Stasimopus nanus

Scientific classification
- Kingdom: Animalia
- Phylum: Arthropoda
- Subphylum: Chelicerata
- Class: Arachnida
- Order: Araneae
- Infraorder: Mygalomorphae
- Family: Stasimopidae
- Genus: Stasimopus
- Species: S. nanus
- Binomial name: Stasimopus nanus Tucker, 1917

= Stasimopus nanus =

- Authority: Tucker, 1917

Species of spider

Stasimopus nanus is a species of spider in the family Stasimopidae. It is endemic to South Africa.

==Distribution==
Stasimopus nanus is endemic to the Free State province of South Africa. It is known only from the type locality at Smithfield at an altitude of 1405 m above sea level.

==Habitat and ecology==
The species inhabits the Grassland biome.
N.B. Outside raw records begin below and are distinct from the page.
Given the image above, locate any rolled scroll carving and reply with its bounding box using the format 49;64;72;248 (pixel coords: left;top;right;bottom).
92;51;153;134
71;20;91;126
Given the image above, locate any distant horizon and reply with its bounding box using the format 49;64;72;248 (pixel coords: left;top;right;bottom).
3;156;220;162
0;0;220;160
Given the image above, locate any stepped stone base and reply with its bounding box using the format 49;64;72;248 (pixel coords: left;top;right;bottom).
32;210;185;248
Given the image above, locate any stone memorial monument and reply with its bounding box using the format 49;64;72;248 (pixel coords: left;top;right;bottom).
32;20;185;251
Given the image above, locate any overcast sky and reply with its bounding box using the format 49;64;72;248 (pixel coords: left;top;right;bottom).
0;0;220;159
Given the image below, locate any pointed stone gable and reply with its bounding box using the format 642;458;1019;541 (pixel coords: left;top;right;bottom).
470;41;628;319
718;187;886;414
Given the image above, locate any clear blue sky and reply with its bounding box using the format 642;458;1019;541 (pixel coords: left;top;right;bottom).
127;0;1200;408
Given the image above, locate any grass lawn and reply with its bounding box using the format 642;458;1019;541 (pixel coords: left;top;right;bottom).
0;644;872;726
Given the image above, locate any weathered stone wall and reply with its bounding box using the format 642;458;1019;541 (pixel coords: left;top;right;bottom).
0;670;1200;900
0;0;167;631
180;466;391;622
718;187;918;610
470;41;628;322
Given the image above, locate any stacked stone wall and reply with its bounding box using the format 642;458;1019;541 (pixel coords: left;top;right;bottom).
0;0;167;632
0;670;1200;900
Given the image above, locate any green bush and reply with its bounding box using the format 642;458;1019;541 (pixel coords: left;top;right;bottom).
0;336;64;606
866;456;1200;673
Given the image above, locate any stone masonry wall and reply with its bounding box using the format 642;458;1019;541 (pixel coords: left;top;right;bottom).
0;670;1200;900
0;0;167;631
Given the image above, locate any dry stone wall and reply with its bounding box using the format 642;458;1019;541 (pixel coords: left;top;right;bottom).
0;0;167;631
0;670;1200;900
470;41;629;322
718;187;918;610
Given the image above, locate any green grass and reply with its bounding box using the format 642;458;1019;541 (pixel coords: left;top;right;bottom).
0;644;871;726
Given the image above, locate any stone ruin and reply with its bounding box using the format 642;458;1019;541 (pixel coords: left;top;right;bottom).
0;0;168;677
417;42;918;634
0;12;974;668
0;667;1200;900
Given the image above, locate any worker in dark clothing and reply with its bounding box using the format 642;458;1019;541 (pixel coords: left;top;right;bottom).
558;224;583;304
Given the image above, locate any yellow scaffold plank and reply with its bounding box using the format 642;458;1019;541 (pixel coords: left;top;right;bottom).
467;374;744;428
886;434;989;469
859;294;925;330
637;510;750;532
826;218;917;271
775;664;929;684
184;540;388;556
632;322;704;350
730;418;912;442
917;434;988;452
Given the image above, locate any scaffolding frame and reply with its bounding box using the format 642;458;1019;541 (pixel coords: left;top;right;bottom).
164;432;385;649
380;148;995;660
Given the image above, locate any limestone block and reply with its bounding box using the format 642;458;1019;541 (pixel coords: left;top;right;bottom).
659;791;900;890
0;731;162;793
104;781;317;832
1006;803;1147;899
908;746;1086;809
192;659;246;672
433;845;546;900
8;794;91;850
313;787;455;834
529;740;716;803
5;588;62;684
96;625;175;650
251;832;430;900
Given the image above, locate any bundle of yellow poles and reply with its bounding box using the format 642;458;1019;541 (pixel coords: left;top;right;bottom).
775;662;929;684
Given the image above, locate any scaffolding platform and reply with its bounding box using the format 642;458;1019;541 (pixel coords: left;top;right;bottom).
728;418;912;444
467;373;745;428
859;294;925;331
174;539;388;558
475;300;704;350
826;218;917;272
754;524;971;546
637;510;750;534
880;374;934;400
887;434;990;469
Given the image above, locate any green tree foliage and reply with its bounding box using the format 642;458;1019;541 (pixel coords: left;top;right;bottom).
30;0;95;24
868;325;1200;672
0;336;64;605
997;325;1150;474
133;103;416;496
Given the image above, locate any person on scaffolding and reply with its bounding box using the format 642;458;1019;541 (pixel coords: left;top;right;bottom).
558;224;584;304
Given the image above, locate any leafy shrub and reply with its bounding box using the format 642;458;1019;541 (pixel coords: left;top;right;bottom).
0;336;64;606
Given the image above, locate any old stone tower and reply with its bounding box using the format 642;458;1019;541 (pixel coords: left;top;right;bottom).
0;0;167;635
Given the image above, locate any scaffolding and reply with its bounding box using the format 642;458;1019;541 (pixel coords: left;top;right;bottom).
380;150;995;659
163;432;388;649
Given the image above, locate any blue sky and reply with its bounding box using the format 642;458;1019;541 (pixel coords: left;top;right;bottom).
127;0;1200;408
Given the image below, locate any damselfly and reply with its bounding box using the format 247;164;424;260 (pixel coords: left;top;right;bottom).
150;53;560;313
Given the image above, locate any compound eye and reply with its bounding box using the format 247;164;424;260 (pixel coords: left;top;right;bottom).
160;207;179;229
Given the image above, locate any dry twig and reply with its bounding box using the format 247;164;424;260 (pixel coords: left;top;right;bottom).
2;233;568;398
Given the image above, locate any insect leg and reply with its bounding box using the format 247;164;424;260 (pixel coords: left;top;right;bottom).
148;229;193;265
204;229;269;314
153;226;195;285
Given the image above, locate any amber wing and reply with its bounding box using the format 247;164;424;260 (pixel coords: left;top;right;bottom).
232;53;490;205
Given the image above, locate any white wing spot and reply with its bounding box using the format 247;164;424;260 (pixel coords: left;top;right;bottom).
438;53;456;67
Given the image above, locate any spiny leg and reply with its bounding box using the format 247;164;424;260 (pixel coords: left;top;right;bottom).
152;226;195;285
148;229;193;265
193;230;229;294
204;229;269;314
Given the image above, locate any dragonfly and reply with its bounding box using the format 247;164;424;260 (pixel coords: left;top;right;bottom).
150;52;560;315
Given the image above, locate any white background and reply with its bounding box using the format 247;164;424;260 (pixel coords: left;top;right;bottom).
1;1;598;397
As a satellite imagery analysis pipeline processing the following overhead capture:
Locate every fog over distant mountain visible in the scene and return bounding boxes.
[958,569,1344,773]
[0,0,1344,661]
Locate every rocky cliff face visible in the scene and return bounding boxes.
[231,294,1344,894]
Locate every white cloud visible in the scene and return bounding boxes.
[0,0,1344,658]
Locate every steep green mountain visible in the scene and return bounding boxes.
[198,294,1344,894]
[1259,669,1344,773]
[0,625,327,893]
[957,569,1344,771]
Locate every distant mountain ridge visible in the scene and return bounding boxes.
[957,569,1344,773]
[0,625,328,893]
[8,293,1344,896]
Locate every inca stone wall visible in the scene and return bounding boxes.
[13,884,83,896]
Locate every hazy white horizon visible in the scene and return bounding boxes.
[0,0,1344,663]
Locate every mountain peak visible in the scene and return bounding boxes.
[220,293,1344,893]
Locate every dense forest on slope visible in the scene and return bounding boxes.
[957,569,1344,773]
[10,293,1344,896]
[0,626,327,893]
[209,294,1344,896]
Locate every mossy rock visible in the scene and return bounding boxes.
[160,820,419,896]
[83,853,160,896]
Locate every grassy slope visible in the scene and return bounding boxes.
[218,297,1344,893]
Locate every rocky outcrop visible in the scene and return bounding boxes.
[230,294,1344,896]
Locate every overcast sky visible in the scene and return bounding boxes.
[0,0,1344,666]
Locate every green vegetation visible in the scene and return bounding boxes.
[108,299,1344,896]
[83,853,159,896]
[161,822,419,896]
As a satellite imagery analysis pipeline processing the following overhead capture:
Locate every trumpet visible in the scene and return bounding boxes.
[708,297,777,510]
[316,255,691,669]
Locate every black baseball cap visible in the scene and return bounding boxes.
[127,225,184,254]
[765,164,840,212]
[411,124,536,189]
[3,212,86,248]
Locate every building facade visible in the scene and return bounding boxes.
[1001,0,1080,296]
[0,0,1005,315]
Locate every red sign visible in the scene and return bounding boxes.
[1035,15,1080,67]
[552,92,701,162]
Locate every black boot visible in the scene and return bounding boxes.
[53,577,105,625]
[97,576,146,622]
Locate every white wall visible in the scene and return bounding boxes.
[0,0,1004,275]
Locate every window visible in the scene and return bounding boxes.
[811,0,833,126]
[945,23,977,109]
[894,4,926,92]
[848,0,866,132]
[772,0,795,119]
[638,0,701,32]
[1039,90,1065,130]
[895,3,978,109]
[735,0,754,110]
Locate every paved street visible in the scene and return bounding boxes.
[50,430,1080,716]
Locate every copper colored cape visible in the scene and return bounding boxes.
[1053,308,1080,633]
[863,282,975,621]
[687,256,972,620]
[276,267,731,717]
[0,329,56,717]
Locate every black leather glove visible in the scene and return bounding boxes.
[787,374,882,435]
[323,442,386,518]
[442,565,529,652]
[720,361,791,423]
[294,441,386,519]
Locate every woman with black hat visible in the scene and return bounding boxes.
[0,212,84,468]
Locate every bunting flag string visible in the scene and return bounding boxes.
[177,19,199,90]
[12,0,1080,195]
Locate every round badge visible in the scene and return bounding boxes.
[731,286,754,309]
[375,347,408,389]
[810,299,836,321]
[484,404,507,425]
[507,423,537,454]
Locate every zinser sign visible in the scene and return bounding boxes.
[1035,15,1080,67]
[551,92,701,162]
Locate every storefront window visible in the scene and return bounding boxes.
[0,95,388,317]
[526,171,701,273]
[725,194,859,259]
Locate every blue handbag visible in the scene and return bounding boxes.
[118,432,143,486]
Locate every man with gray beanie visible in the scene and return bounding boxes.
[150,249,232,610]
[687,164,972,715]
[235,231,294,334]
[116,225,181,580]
Stasimopus nanus is a ground dweller that constructs silk-lined burrows closed with a cork-lid trapdoor.

==Conservation==
Stasimopus nanus is listed as Data Deficient for taxonomic reasons. The species has a very restricted distribution range. The type locality faces a low level threat of habitat loss to housing development. The status of the species remains obscure, and more sampling is needed to collect males and determine the species' full range.

==Etymology==
The species name nanus means "dwarf" in Latin.

==Taxonomy==
The species was originally described by Tucker in 1917 from Smithfield. It has not been revised since its original description and remains known only from the female specimen.